Consistent with this purpose, CPG discussions of off-label and IND uses specifically state that their uses are not approved by the FDA. Further, such discussions are balanced in the presentation of appropriate clinical study data, including any such data that suggest caution in the use of the product and specifically including any FDA-issued warnings.
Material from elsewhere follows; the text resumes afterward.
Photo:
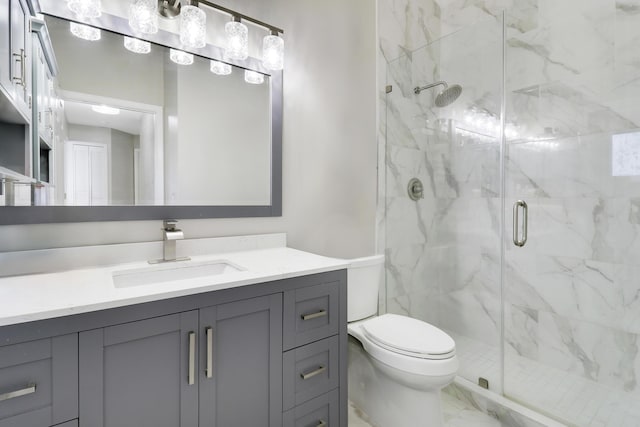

Quality Assurance Monitoring

With respect to such off-label uses, DoD procedure is to maintain a regular system of quality assurance monitoring of outcomes and known potential adverse events. For this reason, the importance of accurate clinical records is underscored.

Information to Patients

Good clinical practice includes the provision of appropriate information to patients. Each CPG discussing an unusual off-label use will address the issue of information to patients. When practicable, consideration will be given to including in an appendix an appropriate information sheet for distribution to patients, whether before or after use of the product. Information to patients should address in plain language: a) that the use is not approved by the FDA; b) the reasons why a DoD health care practitioner would decide to use the product for this purpose; and c) the potential risks associated with such use.